The climate crisis may be helping antibiotic resistance spread through one of the world’s most common bacterial diseases, according to a new international study focused on salmonella. Researchers reported that climate change was associated with a 10% global increase in salmonella antibiotic resistance genes between 1940 and 2023. The finding adds a worrying environmental dimension to antimicrobial resistance, a threat estimated to kill more than 1 million people a year and undermine treatments that modern medicine depends on. It is also a reminder that resistance is not confined to hospitals or prescriptions; it can be shaped by the wider ecological conditions in which bacteria live.
A climate signal in bacterial evolution
The research, published in The Lancet Planetary Health, was led by scientists from the UK, France, Australia, Switzerland and China. The team analysed genomes from more than 480,000 salmonella samples collected in 139 countries over eight decades, then compared resistance patterns with shifts in average temperature and rainfall. The study found increases in antibiotic resistance genes in 82% of the countries examined, with the strongest climate-associated rises in the Middle East and north Africa, followed by south Asia and sub-Saharan Africa.
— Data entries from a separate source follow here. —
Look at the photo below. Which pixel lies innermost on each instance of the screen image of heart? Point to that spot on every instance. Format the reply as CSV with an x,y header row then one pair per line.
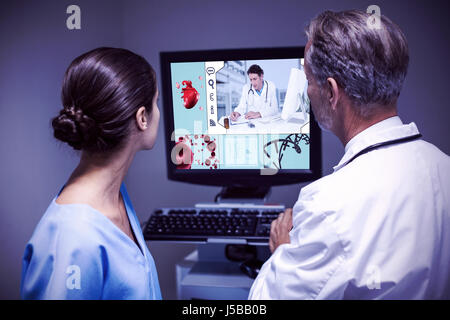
x,y
190,94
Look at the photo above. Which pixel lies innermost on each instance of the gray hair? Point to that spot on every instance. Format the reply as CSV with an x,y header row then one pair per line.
x,y
370,64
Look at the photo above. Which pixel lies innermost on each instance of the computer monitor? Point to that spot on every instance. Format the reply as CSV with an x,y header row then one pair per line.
x,y
204,146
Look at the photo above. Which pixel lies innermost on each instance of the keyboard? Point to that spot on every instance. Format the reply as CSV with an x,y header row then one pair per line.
x,y
214,223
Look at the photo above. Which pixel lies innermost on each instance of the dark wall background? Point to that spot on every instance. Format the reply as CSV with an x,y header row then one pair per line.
x,y
36,48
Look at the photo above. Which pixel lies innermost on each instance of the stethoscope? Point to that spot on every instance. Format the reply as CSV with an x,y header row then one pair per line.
x,y
383,144
253,91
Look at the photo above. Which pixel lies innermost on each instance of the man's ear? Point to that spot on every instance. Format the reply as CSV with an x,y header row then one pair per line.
x,y
333,93
141,118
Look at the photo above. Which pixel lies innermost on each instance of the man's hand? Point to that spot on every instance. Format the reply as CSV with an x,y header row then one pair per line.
x,y
234,116
279,230
252,115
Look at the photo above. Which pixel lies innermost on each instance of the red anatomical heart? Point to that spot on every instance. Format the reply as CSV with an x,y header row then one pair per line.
x,y
190,95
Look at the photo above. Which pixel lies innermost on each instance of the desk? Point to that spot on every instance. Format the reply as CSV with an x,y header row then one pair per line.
x,y
271,125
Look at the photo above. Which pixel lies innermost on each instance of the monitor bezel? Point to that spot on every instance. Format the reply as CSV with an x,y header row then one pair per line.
x,y
232,177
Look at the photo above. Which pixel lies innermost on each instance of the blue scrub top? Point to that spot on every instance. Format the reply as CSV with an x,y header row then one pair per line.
x,y
76,252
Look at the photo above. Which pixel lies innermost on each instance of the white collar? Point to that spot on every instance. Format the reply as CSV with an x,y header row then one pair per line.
x,y
385,130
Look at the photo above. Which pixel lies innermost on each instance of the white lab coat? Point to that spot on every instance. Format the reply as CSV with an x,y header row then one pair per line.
x,y
252,101
377,228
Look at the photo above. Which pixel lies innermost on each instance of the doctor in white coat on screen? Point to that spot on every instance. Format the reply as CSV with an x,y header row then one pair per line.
x,y
378,227
258,98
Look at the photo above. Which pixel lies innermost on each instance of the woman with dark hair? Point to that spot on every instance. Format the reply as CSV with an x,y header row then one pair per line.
x,y
88,244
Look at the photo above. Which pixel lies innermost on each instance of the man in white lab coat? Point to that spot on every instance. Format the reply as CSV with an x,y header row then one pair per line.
x,y
258,98
379,226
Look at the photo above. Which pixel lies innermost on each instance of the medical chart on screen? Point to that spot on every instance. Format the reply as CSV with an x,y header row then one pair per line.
x,y
199,92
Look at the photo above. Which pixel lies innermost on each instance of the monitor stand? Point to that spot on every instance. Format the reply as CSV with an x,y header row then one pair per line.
x,y
243,194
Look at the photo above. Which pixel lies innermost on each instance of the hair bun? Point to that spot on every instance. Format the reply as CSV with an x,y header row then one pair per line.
x,y
74,127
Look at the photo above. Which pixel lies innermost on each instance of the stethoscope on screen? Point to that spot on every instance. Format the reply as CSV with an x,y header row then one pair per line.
x,y
253,91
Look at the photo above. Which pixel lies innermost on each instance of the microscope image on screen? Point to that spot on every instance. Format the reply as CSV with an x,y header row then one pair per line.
x,y
240,114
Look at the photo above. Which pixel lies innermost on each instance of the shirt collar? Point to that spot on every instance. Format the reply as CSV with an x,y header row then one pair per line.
x,y
260,91
385,130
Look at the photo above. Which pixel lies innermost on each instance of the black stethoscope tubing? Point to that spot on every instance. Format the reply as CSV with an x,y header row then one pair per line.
x,y
383,144
267,89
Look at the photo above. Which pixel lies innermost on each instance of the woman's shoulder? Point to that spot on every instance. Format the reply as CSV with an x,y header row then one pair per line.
x,y
71,224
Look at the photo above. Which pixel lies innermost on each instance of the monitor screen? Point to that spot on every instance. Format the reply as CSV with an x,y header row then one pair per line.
x,y
239,117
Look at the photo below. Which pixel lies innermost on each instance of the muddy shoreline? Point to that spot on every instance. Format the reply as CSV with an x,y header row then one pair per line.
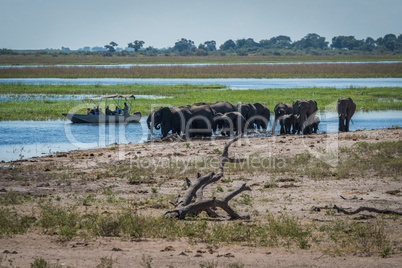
x,y
163,166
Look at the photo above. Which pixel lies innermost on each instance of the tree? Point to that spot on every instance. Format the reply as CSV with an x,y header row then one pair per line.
x,y
369,44
311,40
248,44
137,45
229,44
281,41
210,45
111,46
346,42
183,45
390,42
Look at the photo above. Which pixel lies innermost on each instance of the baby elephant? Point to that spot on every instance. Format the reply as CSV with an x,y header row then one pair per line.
x,y
286,121
231,123
315,124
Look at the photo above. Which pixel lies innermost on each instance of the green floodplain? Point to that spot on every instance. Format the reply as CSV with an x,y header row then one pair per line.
x,y
95,59
367,99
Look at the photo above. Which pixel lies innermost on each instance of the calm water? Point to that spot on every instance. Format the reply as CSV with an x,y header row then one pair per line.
x,y
231,83
57,97
127,66
24,139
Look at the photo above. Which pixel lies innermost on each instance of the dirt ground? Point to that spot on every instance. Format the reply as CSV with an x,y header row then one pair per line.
x,y
295,195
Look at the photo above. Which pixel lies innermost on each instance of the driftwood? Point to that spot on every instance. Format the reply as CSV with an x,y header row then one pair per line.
x,y
193,203
369,209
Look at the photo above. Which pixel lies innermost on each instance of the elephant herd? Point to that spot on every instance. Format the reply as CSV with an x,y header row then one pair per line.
x,y
204,119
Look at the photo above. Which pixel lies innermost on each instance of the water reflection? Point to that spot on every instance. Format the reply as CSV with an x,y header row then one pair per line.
x,y
127,66
230,83
25,139
58,97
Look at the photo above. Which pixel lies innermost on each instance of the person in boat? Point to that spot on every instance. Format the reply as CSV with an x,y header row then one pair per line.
x,y
117,111
108,111
125,109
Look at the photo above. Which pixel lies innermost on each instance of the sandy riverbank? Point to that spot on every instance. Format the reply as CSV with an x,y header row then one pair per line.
x,y
160,169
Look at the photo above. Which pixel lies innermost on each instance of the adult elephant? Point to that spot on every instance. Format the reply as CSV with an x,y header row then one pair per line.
x,y
168,119
220,107
232,123
202,120
346,108
280,110
306,110
263,116
286,122
249,112
151,122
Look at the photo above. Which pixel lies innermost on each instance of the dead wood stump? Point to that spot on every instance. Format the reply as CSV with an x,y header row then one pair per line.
x,y
193,203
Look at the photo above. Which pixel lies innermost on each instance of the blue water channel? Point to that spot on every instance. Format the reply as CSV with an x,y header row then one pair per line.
x,y
25,139
229,83
127,66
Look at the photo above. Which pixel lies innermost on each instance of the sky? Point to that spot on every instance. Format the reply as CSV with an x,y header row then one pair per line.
x,y
40,24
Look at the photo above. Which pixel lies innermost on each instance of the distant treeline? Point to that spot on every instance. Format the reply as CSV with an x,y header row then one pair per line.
x,y
280,45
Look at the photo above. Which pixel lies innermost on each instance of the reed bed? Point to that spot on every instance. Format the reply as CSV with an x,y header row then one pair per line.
x,y
368,70
57,58
367,99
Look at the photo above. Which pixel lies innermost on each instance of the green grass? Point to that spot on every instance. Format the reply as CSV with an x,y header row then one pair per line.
x,y
367,99
214,71
43,59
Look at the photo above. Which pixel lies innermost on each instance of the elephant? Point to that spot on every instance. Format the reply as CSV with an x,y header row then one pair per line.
x,y
202,120
286,122
249,112
151,122
315,124
280,110
263,116
169,119
306,109
221,107
231,122
346,108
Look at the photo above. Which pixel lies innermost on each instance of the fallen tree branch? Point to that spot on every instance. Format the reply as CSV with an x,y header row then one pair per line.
x,y
369,209
194,192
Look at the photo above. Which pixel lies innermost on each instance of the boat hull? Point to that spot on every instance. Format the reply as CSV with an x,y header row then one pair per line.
x,y
109,119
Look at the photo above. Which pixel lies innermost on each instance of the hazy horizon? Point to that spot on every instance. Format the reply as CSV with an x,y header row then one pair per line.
x,y
41,24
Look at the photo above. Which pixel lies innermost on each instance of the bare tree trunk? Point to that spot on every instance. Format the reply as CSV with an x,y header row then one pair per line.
x,y
184,205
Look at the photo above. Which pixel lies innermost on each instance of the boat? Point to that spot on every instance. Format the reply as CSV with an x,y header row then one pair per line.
x,y
118,118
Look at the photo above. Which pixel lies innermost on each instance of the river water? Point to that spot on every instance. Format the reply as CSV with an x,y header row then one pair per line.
x,y
25,139
230,83
127,66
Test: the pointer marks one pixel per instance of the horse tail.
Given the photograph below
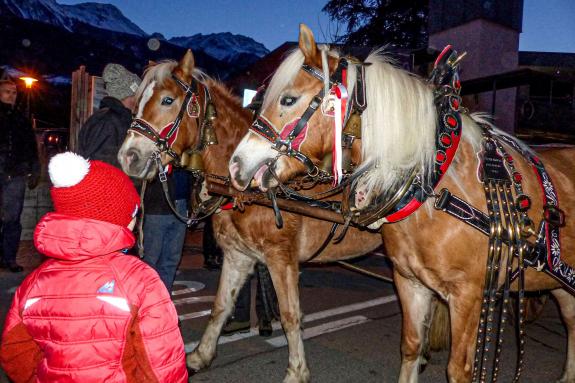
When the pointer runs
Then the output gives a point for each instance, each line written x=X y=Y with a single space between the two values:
x=439 y=331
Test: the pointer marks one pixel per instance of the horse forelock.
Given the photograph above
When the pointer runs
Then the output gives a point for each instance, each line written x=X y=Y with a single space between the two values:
x=398 y=125
x=158 y=73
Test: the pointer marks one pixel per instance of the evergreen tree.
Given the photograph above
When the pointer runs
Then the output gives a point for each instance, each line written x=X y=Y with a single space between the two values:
x=399 y=23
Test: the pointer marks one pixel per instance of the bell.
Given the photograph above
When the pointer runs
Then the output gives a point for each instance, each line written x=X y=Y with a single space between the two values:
x=353 y=125
x=211 y=113
x=346 y=164
x=326 y=164
x=196 y=162
x=209 y=137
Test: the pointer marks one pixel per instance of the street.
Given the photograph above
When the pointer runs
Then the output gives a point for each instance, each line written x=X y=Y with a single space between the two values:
x=352 y=327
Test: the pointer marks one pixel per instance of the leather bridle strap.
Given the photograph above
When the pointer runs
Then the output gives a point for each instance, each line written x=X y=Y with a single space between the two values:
x=142 y=127
x=265 y=128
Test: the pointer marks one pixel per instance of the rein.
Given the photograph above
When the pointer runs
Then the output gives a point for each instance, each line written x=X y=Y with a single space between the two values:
x=167 y=136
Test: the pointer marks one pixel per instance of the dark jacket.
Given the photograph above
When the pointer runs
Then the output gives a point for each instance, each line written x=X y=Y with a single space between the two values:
x=103 y=133
x=18 y=150
x=155 y=200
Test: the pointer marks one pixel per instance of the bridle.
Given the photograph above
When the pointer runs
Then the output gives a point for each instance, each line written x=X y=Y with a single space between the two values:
x=284 y=146
x=168 y=134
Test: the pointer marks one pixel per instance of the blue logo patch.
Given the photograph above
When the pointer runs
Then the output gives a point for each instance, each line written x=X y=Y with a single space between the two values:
x=107 y=288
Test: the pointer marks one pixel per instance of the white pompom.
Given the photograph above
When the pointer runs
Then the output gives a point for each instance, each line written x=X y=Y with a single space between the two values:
x=67 y=169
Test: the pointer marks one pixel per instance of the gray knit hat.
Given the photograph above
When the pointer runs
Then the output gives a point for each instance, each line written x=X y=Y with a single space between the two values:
x=120 y=82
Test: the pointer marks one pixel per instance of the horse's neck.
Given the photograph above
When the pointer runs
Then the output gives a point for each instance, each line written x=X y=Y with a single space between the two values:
x=230 y=126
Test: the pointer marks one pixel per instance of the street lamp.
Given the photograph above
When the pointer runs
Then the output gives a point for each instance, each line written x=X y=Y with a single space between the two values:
x=29 y=81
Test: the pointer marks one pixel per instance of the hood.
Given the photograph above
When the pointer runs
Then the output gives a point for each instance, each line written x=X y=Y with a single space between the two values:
x=69 y=238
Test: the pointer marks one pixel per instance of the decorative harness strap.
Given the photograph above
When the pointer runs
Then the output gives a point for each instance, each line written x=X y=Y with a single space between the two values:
x=286 y=146
x=412 y=193
x=167 y=136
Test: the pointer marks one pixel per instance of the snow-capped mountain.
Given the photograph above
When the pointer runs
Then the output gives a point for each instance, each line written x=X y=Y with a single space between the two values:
x=223 y=46
x=104 y=16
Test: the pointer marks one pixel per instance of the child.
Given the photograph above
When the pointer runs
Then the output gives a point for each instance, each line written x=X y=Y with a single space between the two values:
x=90 y=313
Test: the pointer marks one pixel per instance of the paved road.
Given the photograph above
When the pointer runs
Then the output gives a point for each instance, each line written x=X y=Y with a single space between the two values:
x=352 y=328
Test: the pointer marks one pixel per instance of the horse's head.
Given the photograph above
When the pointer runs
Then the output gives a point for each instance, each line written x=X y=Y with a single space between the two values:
x=168 y=104
x=292 y=97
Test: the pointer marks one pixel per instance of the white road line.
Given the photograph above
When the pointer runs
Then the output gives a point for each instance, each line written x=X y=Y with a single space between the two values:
x=207 y=298
x=191 y=287
x=193 y=315
x=324 y=328
x=307 y=318
x=349 y=308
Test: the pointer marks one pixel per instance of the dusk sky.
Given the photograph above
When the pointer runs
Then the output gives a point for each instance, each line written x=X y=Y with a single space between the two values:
x=548 y=25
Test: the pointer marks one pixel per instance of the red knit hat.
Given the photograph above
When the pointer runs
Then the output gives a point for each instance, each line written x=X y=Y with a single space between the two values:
x=92 y=189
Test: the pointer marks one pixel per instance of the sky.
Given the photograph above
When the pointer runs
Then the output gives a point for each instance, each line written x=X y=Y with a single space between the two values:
x=548 y=25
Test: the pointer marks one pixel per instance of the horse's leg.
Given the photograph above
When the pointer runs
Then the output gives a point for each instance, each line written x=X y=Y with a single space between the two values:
x=464 y=309
x=285 y=278
x=415 y=301
x=567 y=304
x=235 y=269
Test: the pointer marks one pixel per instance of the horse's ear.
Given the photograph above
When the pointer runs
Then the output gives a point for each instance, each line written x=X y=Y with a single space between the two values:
x=307 y=44
x=187 y=63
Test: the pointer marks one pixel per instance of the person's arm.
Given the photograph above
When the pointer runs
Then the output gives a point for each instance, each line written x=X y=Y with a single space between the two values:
x=155 y=335
x=19 y=353
x=93 y=136
x=32 y=153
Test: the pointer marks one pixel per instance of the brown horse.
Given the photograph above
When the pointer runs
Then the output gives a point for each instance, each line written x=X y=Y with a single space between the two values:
x=431 y=251
x=244 y=237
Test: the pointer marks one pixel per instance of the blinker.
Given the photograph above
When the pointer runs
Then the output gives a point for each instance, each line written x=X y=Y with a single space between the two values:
x=209 y=137
x=353 y=125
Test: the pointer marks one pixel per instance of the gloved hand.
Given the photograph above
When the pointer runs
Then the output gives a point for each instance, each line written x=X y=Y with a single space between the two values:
x=33 y=180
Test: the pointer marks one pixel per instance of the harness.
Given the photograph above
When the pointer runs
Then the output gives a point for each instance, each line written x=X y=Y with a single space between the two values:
x=190 y=159
x=506 y=222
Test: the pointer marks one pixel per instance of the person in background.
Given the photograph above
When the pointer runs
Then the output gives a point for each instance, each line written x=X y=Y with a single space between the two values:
x=266 y=305
x=164 y=232
x=19 y=166
x=90 y=313
x=213 y=256
x=102 y=134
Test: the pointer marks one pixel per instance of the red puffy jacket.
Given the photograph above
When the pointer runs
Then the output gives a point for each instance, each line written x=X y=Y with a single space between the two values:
x=91 y=313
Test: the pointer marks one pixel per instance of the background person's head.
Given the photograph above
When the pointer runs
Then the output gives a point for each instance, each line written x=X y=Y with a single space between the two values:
x=92 y=189
x=120 y=83
x=8 y=92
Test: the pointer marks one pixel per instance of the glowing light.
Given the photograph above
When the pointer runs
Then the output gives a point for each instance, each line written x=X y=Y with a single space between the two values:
x=29 y=81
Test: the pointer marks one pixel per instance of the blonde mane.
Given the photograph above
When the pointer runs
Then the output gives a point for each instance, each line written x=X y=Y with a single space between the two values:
x=398 y=125
x=161 y=71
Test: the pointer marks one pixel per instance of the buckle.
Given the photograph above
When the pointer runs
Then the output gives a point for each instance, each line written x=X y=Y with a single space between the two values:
x=315 y=103
x=554 y=216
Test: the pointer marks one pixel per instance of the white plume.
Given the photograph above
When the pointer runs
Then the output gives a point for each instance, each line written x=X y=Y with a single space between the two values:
x=67 y=169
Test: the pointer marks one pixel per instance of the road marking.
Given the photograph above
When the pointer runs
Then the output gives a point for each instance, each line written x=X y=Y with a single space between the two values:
x=196 y=314
x=325 y=328
x=191 y=287
x=307 y=318
x=206 y=298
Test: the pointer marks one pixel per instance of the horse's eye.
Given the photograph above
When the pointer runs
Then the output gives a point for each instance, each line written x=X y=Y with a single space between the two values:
x=288 y=100
x=167 y=101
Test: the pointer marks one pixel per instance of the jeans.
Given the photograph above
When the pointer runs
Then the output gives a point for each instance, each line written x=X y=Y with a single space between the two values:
x=12 y=193
x=164 y=237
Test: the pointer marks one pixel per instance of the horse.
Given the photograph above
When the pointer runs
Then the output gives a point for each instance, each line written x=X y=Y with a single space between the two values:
x=432 y=252
x=164 y=98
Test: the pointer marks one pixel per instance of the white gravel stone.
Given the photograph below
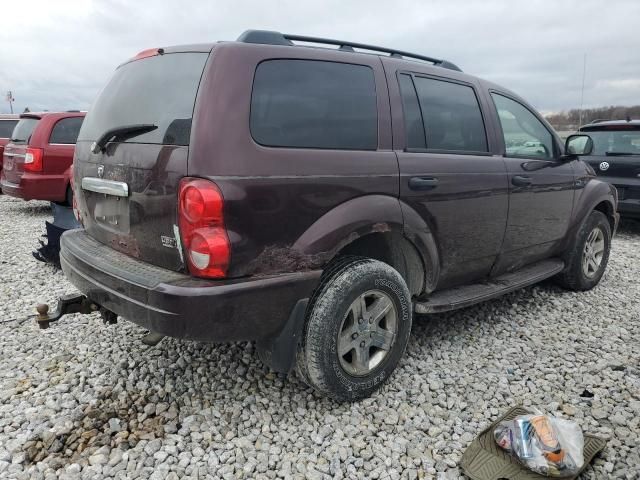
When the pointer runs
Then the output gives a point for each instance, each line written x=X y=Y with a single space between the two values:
x=85 y=401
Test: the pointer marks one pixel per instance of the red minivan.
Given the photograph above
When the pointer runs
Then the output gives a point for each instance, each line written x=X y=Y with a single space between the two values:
x=37 y=160
x=7 y=123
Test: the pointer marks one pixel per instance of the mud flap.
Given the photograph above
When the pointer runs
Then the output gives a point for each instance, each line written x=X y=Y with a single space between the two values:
x=484 y=460
x=279 y=352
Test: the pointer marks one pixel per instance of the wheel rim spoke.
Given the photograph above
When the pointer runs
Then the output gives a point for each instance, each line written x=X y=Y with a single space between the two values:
x=379 y=309
x=593 y=252
x=382 y=339
x=367 y=332
x=361 y=360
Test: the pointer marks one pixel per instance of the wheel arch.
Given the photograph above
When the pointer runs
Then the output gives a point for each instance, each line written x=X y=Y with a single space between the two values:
x=597 y=195
x=379 y=227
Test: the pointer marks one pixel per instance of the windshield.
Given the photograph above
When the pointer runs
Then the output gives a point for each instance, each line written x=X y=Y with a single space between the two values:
x=615 y=142
x=159 y=90
x=6 y=127
x=24 y=129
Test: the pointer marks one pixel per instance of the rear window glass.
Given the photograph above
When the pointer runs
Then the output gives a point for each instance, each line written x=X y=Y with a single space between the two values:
x=6 y=127
x=24 y=129
x=451 y=115
x=314 y=104
x=159 y=90
x=66 y=130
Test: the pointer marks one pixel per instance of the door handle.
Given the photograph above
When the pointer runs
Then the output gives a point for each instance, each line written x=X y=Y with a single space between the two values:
x=521 y=180
x=423 y=183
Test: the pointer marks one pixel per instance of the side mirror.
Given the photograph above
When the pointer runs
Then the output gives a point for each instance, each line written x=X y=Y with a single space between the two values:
x=578 y=144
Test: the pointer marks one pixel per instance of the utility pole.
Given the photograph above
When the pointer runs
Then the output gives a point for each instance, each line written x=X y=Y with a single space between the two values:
x=10 y=99
x=584 y=72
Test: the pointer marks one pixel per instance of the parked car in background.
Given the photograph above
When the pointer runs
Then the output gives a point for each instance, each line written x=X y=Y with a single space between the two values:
x=38 y=158
x=616 y=159
x=319 y=198
x=7 y=123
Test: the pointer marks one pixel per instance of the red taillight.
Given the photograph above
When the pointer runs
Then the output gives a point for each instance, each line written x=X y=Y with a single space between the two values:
x=33 y=160
x=204 y=237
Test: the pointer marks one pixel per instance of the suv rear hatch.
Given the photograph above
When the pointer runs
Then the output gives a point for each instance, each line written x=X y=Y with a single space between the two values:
x=616 y=156
x=126 y=181
x=14 y=156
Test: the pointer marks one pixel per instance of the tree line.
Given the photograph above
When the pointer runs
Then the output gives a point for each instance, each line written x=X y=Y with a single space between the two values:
x=570 y=120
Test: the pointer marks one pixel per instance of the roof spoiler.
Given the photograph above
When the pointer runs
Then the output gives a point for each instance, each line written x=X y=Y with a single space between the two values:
x=267 y=37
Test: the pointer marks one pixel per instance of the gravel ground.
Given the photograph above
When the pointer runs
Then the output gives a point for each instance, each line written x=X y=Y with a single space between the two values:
x=82 y=400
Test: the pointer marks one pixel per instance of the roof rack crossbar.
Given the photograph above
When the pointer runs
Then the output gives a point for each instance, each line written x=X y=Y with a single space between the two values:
x=277 y=38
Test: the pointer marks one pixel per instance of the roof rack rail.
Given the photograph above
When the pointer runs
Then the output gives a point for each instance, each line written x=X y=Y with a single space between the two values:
x=276 y=38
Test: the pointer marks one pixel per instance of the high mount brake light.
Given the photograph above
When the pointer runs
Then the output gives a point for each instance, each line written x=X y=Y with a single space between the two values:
x=150 y=52
x=202 y=230
x=33 y=160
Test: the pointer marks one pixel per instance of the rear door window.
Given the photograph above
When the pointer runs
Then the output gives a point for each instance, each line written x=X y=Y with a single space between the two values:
x=159 y=90
x=66 y=130
x=6 y=127
x=524 y=135
x=314 y=104
x=451 y=116
x=24 y=129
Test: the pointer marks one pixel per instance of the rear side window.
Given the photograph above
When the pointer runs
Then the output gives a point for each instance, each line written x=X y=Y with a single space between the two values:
x=66 y=130
x=24 y=129
x=451 y=116
x=314 y=104
x=524 y=135
x=6 y=127
x=159 y=90
x=413 y=125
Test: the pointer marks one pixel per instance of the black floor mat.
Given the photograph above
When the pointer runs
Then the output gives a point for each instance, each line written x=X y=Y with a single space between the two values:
x=485 y=460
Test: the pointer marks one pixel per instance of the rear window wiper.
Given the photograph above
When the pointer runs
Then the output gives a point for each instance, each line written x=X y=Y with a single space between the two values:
x=121 y=133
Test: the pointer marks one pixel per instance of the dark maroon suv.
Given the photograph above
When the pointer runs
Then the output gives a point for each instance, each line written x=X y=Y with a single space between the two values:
x=314 y=198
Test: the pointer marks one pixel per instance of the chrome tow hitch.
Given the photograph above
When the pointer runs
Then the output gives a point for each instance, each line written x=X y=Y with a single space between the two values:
x=72 y=303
The authors did not argue that climate has replaced the best-known driver of resistance: the misuse and overuse of antibiotics in humans, animals and agriculture. Instead, they suggest warmer temperatures and changing rainfall can alter the environments in which bacteria survive, move and exchange genetic material. Those changes may make it easier for resistant strains or resistance genes to persist and disseminate across human, animal and environmental reservoirs. The relationship was not a simple straight line, with resistance patterns shifting in more complex ways depending on both heat and precipitation.
The study is careful about causation. It shows a strong association between climate change and resistance genes in salmonella, but does not prove that rising temperatures or altered rainfall directly caused every increase. Even so, the results support a broader One Health approach that treats people, animals, food systems and the environment as connected parts of the same problem. For public health agencies, that means antibiotic stewardship alone may not be enough if surveillance systems fail to account for climate stress, extreme weather, sanitation disruption and the movement of pathogens through water and food networks.
The practical message is that climate policy and health policy are increasingly difficult to separate. Slowing warming, improving disease surveillance, reducing unnecessary antibiotic use and strengthening food safety could all help limit the future burden of resistant infections. As salmonella shows, the risk is not only that climate change makes some diseases more common; it may also make familiar infections harder to treat, especially in regions already facing heat stress and fragile sanitation systems. Source: The Guardian
The practical takeaway is that climate and health policy are increasingly overlapping. Editors can strengthen future updates by looking for regional examples, expert caveats about causality, and guidance on antibiotic stewardship in farming and medicine. The story is strongest when it links a global genomic finding to everyday questions about food safety, infection control and resilient public health systems.